Ich habe gerade meine Version des Beizens hier   vorgestellt.

Ich beize immer zwischen 3 und 4 Tagen und zu salzig war es noch nie.

Ich mische die Gewürze von der Menge her so, daß das Filet gut bedeckt ist. 

http://img226.*ih.us/img226/6589/beizen006gr1.th.jpg


Also z.B 6 El Salz, 4 El Zucker, 2 EL Pfeffer.

Wenn du zuviel gemischt hast bewahre es fürs nächste mal auf.  |supergri


----------



## Thomas9904 (15. November 2006)

*AW: Beizdauer*



> Soweit ist ja alles klar nur wieviel Gramm Salz nimmst du denn nun für die o.a. Fischmenge (Gewicht


Ist (da trocken gebeizt) eigentlich wurscht.

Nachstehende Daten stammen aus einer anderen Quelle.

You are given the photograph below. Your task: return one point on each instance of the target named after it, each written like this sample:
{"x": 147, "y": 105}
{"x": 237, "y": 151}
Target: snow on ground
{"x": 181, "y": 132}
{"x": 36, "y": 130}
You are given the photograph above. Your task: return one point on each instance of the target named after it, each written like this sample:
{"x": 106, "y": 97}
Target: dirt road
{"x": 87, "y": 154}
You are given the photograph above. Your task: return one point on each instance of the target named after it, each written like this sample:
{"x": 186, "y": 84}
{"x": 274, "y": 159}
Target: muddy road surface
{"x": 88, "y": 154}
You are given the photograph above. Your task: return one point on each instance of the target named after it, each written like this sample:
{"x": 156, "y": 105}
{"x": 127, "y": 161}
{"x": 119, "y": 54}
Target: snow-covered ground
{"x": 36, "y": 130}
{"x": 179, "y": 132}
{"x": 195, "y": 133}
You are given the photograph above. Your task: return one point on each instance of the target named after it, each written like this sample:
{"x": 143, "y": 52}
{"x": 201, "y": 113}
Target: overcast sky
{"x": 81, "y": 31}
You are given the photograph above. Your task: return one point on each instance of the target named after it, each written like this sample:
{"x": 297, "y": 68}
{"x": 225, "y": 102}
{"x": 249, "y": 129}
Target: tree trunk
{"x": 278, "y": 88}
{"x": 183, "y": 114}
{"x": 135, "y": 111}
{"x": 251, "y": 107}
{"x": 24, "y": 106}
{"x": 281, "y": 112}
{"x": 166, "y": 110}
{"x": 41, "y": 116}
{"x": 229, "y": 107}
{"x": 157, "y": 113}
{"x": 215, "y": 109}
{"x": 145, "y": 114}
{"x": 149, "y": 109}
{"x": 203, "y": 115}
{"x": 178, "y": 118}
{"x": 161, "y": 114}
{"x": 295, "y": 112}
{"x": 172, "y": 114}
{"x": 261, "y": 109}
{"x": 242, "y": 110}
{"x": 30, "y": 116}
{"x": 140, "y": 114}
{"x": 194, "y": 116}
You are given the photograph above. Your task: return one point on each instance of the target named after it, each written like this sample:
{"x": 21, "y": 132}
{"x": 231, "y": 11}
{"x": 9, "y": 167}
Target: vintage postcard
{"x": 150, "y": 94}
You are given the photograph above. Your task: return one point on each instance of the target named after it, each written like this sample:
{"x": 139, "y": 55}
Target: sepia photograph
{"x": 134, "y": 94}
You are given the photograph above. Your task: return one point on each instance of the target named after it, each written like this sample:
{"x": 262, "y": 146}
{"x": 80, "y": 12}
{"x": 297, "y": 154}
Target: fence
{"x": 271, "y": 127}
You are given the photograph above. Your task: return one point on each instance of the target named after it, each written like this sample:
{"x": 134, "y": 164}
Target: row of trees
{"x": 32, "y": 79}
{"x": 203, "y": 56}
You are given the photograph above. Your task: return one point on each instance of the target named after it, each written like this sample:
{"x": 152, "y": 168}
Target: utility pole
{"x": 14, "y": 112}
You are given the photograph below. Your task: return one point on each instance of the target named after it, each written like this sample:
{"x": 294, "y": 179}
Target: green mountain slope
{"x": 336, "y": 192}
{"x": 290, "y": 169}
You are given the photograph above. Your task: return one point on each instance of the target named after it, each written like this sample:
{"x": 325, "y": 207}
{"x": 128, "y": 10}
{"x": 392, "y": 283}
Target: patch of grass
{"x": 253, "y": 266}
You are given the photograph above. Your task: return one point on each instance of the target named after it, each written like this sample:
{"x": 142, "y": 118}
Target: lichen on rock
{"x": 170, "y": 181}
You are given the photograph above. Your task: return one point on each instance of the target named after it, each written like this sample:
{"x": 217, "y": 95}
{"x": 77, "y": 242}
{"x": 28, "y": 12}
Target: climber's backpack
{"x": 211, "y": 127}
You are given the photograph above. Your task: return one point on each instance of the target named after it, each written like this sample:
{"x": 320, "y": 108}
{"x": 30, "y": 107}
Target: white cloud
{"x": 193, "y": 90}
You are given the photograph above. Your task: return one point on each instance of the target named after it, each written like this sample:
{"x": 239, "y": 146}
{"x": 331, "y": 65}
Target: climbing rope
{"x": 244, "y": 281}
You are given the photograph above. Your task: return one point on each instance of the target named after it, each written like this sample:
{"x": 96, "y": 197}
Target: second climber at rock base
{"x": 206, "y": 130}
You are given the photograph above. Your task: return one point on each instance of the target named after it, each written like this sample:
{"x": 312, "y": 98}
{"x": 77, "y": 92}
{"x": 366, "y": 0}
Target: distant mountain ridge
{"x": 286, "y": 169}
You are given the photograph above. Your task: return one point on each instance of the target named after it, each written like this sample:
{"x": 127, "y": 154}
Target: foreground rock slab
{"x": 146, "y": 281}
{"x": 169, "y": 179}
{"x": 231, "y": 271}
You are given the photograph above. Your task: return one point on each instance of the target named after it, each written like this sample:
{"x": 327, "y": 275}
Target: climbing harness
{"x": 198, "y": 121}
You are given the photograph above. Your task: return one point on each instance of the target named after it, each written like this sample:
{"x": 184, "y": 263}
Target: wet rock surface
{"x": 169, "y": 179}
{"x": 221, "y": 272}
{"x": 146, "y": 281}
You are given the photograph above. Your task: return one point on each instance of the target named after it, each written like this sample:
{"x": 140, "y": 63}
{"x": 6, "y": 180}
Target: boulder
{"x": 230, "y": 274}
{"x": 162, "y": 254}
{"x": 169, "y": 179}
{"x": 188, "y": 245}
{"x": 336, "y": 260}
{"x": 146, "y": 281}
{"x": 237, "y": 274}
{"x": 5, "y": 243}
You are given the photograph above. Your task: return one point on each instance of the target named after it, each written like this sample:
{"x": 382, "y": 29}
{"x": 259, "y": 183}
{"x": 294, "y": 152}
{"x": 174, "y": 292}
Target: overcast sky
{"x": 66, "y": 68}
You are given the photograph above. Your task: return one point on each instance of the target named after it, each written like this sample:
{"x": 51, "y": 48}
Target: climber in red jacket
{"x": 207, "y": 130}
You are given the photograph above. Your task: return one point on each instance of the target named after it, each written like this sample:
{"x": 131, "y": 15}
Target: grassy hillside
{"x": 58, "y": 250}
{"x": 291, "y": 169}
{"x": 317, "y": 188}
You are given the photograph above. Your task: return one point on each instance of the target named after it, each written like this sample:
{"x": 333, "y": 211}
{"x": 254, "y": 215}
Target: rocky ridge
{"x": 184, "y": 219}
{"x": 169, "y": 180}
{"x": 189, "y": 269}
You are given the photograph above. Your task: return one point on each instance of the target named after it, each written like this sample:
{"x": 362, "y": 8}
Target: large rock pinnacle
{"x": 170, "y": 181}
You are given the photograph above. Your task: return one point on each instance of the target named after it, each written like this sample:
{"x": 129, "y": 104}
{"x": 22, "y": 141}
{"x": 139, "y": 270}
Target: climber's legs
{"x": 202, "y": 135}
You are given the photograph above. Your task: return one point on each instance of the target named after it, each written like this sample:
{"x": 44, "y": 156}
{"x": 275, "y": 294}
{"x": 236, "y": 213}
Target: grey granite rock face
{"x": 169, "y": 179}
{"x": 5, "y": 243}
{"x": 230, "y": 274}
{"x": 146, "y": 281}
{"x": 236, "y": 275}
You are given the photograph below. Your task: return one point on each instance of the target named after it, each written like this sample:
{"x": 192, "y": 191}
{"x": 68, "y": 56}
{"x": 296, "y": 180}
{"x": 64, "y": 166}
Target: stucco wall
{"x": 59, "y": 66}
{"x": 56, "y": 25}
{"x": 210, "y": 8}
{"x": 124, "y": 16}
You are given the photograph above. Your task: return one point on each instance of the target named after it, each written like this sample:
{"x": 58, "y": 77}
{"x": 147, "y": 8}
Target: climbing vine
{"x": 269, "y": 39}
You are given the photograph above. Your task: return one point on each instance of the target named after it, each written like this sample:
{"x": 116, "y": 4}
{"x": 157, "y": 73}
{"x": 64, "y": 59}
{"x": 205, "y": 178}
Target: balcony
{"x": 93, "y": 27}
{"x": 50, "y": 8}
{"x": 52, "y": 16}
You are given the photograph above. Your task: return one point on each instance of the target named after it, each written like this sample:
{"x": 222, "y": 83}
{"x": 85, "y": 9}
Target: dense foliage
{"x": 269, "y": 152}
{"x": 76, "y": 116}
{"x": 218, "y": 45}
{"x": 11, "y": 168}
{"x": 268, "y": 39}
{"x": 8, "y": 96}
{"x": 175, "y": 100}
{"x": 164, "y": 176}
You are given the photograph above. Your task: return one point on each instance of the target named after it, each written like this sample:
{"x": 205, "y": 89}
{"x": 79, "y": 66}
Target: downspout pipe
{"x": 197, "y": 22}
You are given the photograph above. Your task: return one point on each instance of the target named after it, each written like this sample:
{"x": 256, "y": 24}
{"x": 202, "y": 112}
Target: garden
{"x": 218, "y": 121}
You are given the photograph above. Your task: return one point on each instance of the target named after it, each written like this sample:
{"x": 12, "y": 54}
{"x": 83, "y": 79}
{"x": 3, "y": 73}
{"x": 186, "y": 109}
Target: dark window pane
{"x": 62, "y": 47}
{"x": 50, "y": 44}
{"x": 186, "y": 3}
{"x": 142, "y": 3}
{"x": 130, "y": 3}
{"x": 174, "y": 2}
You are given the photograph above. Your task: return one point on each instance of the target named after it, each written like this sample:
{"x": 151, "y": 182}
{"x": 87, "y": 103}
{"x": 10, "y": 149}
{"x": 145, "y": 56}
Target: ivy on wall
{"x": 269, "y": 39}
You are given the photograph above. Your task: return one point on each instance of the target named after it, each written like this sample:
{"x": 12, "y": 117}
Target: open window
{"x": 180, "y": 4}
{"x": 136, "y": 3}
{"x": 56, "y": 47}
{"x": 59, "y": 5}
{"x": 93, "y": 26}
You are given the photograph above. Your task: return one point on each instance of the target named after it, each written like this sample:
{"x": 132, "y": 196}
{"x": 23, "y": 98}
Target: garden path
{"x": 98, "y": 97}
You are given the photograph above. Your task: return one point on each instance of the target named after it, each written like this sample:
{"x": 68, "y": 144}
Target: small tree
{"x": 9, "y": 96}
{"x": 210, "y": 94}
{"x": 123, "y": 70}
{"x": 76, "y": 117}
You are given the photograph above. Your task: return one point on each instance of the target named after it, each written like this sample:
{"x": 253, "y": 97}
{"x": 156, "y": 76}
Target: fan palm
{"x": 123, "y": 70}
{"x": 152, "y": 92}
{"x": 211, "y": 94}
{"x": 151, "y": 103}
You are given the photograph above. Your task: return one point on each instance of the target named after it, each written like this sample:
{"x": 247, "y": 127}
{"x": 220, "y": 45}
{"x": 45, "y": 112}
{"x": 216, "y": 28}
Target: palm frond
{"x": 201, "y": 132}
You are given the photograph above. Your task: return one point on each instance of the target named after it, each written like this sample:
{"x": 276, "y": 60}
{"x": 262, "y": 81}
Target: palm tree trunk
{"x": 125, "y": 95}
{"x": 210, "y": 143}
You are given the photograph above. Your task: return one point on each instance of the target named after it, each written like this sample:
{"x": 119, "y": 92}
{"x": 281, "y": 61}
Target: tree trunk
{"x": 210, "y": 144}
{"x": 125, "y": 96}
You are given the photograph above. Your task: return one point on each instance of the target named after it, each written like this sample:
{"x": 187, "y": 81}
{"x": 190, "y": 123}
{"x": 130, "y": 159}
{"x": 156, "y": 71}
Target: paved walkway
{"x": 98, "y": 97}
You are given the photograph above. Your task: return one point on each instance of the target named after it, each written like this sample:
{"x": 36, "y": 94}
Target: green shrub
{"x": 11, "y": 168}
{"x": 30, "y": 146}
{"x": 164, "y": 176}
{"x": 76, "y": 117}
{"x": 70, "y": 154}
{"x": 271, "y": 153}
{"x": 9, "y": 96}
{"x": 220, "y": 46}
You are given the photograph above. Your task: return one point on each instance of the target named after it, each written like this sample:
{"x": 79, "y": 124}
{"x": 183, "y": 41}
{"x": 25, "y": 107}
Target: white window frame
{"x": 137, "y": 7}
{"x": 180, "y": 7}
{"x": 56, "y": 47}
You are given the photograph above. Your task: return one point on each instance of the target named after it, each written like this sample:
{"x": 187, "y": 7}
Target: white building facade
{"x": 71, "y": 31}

Die Salzmischung kommt in das Gefäss, in dem der Fisch beizen soll (sollte einen entsprechend hohen Rand haben).

Die Mischung sollte dabei mindestens ca. 1 - 2 Fingerbreit hoch sein.

Darauf legt man dann das Fischfilet.

Die Salzmenge (bzw. "Mischungsmenge", bei mir wie gesagt 2/3 Salz, 1/3 Zucker) ist dabei wurscht, da das auf die Größe/Fläche des GEfässes ankommt, nicht auf den Fisch.

Keine Panik, wenn das "Wasser zieht", das gehört so)


----------



## knutemann (15. November 2006)

*AW: Beizdauer*

Thx
Und schon werd ich heut nachmittag das ganze mal probieren#6
Gruß
Wolfgang


----------



## Thomas9904 (15. November 2006)

*AW: Beizdauer*

Berichte dann mal übers Ergebnis )
Und guten Appetit!!


----------



## sunny (15. November 2006)

*AW: Beizdauer*

@Garfield0815

Aufgrund deiner Zeitangabe habe ich diese Frage gestellt |rolleyes . Hast du es auch schon mal kürzer versucht und warst mit dem Ergebnis nicht zufrieden oder wie bist du zu den vier Tagen gekommen?


----------



## Corny2rock (5. Dezember 2006)

*AW: Beizdauer*

Ich würde den Lachs über Nacht trocken beizen und dann mit etwas Trester(Grappa), Dill u. Olivenöl nochmal 10 Std. ziehen lassen. Gibt ein unwahrscheinliches Aroma


----------



## sunny (6. Dezember 2006)

*AW: Beizdauer*

Was ist denn trocken beizen?


----------



## mot67 (6. Dezember 2006)

*AW: Beizdauer*

ist doch alles beschrieben worden. entweder man beizt man in lake oder man gibt salz, zucker usw. dirket an den fisch, das heisst dann trocken beizen.


----------



## Bartemann (11. Dezember 2006)

*AW: Beizdauer*

Ich Beize nach einem Schwedischen Rezept.
Große Forelle ( Regenbogen-, Seeforelle, Lachs u.s.w.) an der Mittellgräte in 2 Filets teilen. 1. Filet mit der Hautseite auf ein Brett legen, leicht Salzen und Pfeffern und mit viel *frischen* Dill belegen. Dann 2 Filetseite leicht Salzen und Pfeffern und mit der Schnittseite auf die erste legen.
Das ganze mit einem weiteren Brett und einem Gewicht ( z.B. Topf mit Wasser ) beschweren. Jetzt in den Kühlschrank und nach 3 Tagen Wenden. Nach weiteren 3 Tagen kannst du es sofort Servieren, in dem du den Fisch von der Haut löst und in 3 x 3cm Würfel schneidest. Zahnstocher rein und nurnoch genießt !


----------